Die erste Konsequenz muss sein, den Begriff der Solidarität zu überdenken, um nicht erst in die Falle der sozialarbeiterischen Opfersympathie zu tappen. Radikale Linke sind nicht mit den sympathischeren Opfern solidarisch, sondern mit emanzipatorischen Ideen. Die Befreiung von der Besatzung ist eine solche emanzipatorische Idee. Besatzung, Krieg, Diskriminierung und militärische Terrorabwehr sind keine emanzipatorischen Ideen.

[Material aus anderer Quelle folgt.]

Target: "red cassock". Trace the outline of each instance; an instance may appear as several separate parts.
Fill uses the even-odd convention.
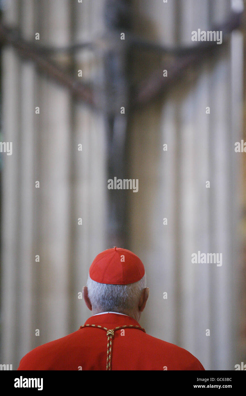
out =
[[[23,358],[18,369],[105,370],[107,331],[86,327],[88,324],[106,329],[133,326],[115,331],[111,351],[111,370],[205,369],[185,349],[134,328],[140,325],[130,316],[112,313],[91,316],[86,322],[85,327],[37,347]]]

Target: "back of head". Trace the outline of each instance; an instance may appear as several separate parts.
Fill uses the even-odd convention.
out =
[[[94,312],[133,315],[146,287],[143,264],[130,250],[116,247],[107,249],[94,260],[86,286]]]
[[[142,291],[146,287],[146,274],[137,282],[127,285],[100,283],[89,275],[86,286],[94,310],[129,314],[137,308]]]

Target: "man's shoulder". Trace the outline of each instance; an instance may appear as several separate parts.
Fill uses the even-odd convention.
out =
[[[149,334],[145,335],[145,343],[148,345],[148,348],[154,350],[162,360],[163,358],[166,359],[169,362],[169,369],[205,369],[199,360],[186,349]],[[172,368],[177,367],[177,363],[179,368]]]
[[[17,369],[52,369],[56,360],[60,360],[61,356],[65,357],[64,351],[73,347],[71,340],[77,331],[36,346],[23,356]]]

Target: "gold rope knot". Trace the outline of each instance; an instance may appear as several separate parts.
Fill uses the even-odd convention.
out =
[[[107,337],[108,337],[109,336],[111,335],[112,337],[113,337],[114,334],[115,333],[113,330],[108,330],[107,332]]]

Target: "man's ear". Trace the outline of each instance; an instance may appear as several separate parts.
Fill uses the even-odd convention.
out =
[[[138,309],[140,312],[143,312],[145,309],[147,300],[148,300],[148,297],[149,291],[150,289],[148,287],[145,287],[142,292],[138,305]]]
[[[87,286],[84,286],[83,287],[83,297],[84,297],[84,299],[85,300],[85,302],[86,305],[86,306],[87,308],[88,308],[90,311],[92,311],[92,307],[91,306],[91,304],[90,303],[90,299],[89,298],[89,296],[88,296],[88,289]]]

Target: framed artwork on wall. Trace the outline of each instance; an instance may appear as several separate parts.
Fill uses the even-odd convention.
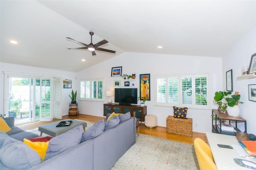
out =
[[[146,97],[150,100],[150,74],[140,74],[140,99]]]
[[[248,85],[249,100],[256,102],[256,84]]]
[[[256,53],[252,55],[249,67],[249,74],[256,73]]]
[[[122,67],[112,67],[111,76],[116,77],[122,75]]]
[[[114,80],[114,87],[120,87],[120,80]]]
[[[226,83],[227,91],[233,91],[232,81],[232,69],[231,69],[226,72]]]
[[[124,86],[130,86],[130,82],[124,82]]]

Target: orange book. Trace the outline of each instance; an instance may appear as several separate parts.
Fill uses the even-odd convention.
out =
[[[241,141],[246,148],[252,152],[256,153],[256,141]]]

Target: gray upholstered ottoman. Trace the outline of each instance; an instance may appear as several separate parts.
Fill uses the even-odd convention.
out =
[[[61,121],[72,121],[73,122],[70,125],[68,126],[56,127],[57,125],[59,124]],[[44,133],[49,135],[55,137],[64,133],[80,125],[83,125],[84,131],[85,131],[85,127],[87,126],[87,123],[86,122],[70,119],[62,120],[60,121],[42,125],[38,127],[38,131],[41,132],[40,136],[42,136],[42,133]]]

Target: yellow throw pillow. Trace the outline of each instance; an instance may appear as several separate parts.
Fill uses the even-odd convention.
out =
[[[6,133],[12,129],[10,128],[7,123],[2,117],[0,117],[0,131]]]
[[[33,142],[24,138],[23,142],[38,154],[42,161],[44,160],[44,157],[46,154],[46,150],[48,147],[49,141]]]
[[[107,120],[107,121],[111,119],[114,117],[115,117],[116,116],[118,116],[119,114],[119,113],[115,113],[115,112],[112,113],[108,117],[108,119]]]

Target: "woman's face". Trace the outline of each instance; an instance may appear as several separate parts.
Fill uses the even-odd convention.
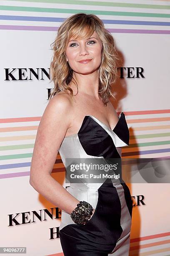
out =
[[[102,47],[102,42],[95,31],[88,40],[73,40],[71,38],[66,48],[67,61],[75,72],[90,74],[100,65]],[[80,62],[85,59],[91,60]]]

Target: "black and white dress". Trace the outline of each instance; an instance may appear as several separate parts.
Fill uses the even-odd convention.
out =
[[[112,130],[94,116],[85,116],[78,133],[65,137],[59,148],[65,167],[67,158],[121,159],[122,147],[129,146],[129,131],[123,112],[119,118]],[[128,256],[132,208],[128,187],[122,179],[87,181],[67,188],[95,210],[85,225],[75,223],[62,210],[59,234],[64,255]]]

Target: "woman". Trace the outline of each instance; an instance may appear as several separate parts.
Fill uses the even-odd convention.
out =
[[[68,167],[82,159],[110,163],[129,145],[125,115],[109,100],[117,77],[115,41],[96,16],[79,13],[59,28],[53,50],[55,87],[38,127],[30,183],[62,209],[64,255],[128,256],[132,203],[121,174],[100,183],[70,182],[67,189],[50,175],[58,151]]]

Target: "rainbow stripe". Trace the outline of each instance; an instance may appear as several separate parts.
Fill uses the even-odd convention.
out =
[[[0,29],[56,31],[68,17],[83,12],[98,15],[111,33],[170,34],[169,1],[160,1],[159,5],[127,2],[6,0],[0,5]]]
[[[130,141],[129,147],[122,148],[123,159],[170,157],[170,109],[123,112],[129,129]],[[0,178],[29,176],[41,118],[0,119]],[[52,172],[65,171],[58,153]]]

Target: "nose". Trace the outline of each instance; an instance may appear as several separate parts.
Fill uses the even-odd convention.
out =
[[[85,44],[80,45],[79,49],[79,54],[80,55],[85,55],[86,54],[89,54],[88,50],[87,49],[87,46]]]

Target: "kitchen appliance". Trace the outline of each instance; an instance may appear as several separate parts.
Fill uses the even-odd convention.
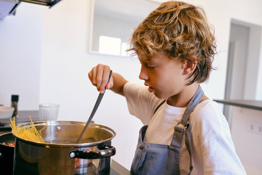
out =
[[[50,143],[48,123],[52,144]],[[40,175],[108,175],[111,157],[115,149],[111,146],[115,136],[112,129],[90,123],[79,143],[76,144],[85,122],[72,121],[34,122],[46,143],[35,142],[15,136],[14,174],[27,172]]]

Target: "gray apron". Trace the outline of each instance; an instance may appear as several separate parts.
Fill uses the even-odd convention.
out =
[[[144,142],[144,138],[148,125],[141,128],[139,132],[138,143],[131,166],[131,172],[132,173],[143,175],[179,175],[180,149],[182,137],[185,133],[185,143],[190,157],[188,175],[190,174],[193,166],[190,149],[191,128],[188,119],[203,95],[204,92],[199,86],[186,107],[181,121],[175,126],[170,145]],[[158,106],[156,110],[162,104]]]

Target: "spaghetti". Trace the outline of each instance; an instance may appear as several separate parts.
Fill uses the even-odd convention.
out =
[[[39,131],[37,131],[35,128],[35,126],[34,126],[34,124],[33,124],[33,123],[32,122],[32,120],[31,119],[30,116],[29,116],[29,117],[30,118],[31,123],[30,123],[30,125],[27,125],[26,126],[19,126],[19,124],[16,126],[15,118],[14,118],[14,121],[13,121],[10,119],[11,124],[10,124],[12,129],[13,133],[15,136],[30,141],[45,143],[45,141],[42,138],[41,130]],[[47,126],[48,127],[49,137],[50,137],[50,141],[51,141],[51,143],[52,143],[52,140],[51,140],[51,137],[50,135],[50,132],[49,132],[49,128],[48,128],[48,124],[47,122]],[[41,130],[44,128],[43,128],[41,129]]]

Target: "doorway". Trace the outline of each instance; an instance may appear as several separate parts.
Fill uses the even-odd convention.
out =
[[[261,32],[259,26],[231,20],[225,99],[255,99]],[[230,105],[223,113],[230,126]]]

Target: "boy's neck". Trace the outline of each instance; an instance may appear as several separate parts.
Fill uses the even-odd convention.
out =
[[[166,101],[167,104],[175,107],[187,107],[197,90],[199,86],[199,84],[198,83],[194,83],[189,86],[186,86],[180,93],[168,97]],[[208,98],[204,95],[200,102],[207,99]]]

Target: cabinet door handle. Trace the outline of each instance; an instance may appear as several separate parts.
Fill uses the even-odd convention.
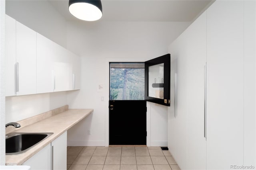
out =
[[[176,104],[177,103],[177,73],[174,74],[174,117],[176,117]]]
[[[51,147],[51,170],[53,170],[53,147]]]
[[[53,91],[55,90],[55,72],[54,70],[52,70],[52,84]]]
[[[76,74],[73,73],[73,89],[75,90],[76,88]]]
[[[16,63],[16,92],[19,91],[19,63]]]
[[[207,67],[206,63],[204,67],[204,137],[205,140],[206,139],[206,117],[207,117]]]

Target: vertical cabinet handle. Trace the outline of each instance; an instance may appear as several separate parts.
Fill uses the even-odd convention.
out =
[[[73,89],[75,90],[76,88],[76,74],[73,73]]]
[[[207,104],[207,67],[206,64],[206,63],[204,68],[204,137],[205,138],[205,140],[206,139],[206,116],[207,116],[207,109],[206,109],[206,104]]]
[[[177,98],[177,73],[174,74],[174,117],[176,117],[176,104]]]
[[[16,92],[18,92],[19,89],[19,63],[16,63]]]
[[[51,170],[53,170],[53,146],[51,147]]]

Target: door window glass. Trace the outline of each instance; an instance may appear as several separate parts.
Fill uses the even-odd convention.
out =
[[[144,100],[144,63],[110,64],[110,100]]]

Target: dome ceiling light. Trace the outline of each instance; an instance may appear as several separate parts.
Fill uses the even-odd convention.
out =
[[[100,0],[69,0],[68,10],[74,17],[84,21],[96,21],[102,16]]]

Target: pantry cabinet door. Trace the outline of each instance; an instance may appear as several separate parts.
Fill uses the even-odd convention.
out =
[[[16,96],[16,21],[5,15],[5,96]]]
[[[206,14],[205,12],[184,32],[187,55],[187,167],[206,168],[204,137],[204,66],[206,59]],[[184,42],[185,43],[185,42]]]
[[[176,70],[177,89],[175,100],[174,146],[176,155],[174,156],[181,169],[186,169],[187,160],[187,60],[186,52],[184,50],[187,45],[186,36],[182,34],[177,41]]]
[[[36,33],[37,93],[53,92],[54,89],[53,60],[55,43]]]
[[[207,169],[242,165],[244,2],[207,10]]]
[[[17,96],[36,93],[36,32],[16,21]]]

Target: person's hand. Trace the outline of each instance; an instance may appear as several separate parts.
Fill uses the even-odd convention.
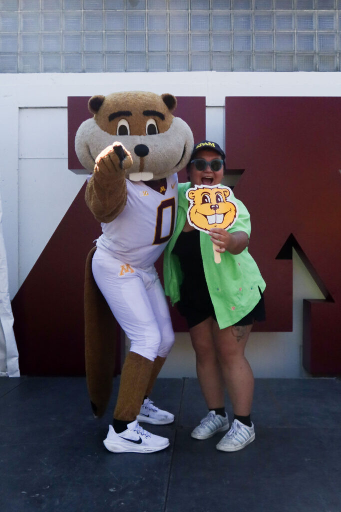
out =
[[[224,252],[229,250],[232,236],[226,229],[213,227],[210,230],[210,235],[211,240],[217,246],[216,250],[217,252]]]
[[[231,254],[239,254],[243,251],[248,243],[248,237],[242,231],[229,233],[221,227],[213,227],[210,230],[211,240],[217,248],[217,252],[228,251]]]

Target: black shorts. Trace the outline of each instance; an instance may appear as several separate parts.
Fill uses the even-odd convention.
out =
[[[249,313],[248,313],[240,320],[238,320],[237,322],[233,324],[234,325],[251,325],[255,322],[263,322],[265,319],[265,305],[264,297],[260,289],[259,289],[259,292],[260,294],[259,302]],[[205,301],[201,302],[199,307],[198,307],[197,304],[193,307],[189,302],[180,302],[177,303],[176,305],[180,314],[186,318],[189,329],[201,323],[206,318],[209,318],[210,316],[212,316],[216,322],[217,321],[213,305],[209,295],[206,297]]]

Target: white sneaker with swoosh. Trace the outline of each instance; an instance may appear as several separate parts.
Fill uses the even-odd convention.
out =
[[[128,423],[127,430],[120,434],[117,434],[112,425],[109,425],[103,443],[107,450],[115,453],[152,453],[169,446],[169,439],[148,432],[139,424],[137,420]]]

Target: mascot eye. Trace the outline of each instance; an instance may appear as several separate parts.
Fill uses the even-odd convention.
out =
[[[147,135],[155,135],[158,133],[157,125],[155,119],[148,119],[146,124],[146,133]]]
[[[126,119],[120,119],[116,130],[117,135],[130,135],[129,123]]]

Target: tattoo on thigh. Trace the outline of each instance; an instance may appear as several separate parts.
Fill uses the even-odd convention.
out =
[[[239,343],[247,334],[247,326],[232,326],[232,334],[237,338],[237,341]]]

Die zweite Konsequenz muss sein, linke Rhetorik auf den tatsächlichen Inhalt und dessen Umsetzbarkeit zu überprüfen. Der Kampf gegen sexuelle Gewalt ist eine linke Idee, mit der Solidarität begründet und eingefordert wird. Aber Solidarität mit jüdischen Betroffenen patriarchaler Gewalt gilt nicht mehr, wenn deswegen andere Opfer patriarchaler Gewalt sterben müssen. Den Fokus auf Gewaltwiderfahrnisse von Jüdinnen und israelischen Frauen zu legen, rechtfertigt nicht, das Massensterben und Leiden der Frauen in Gaza auszublenden.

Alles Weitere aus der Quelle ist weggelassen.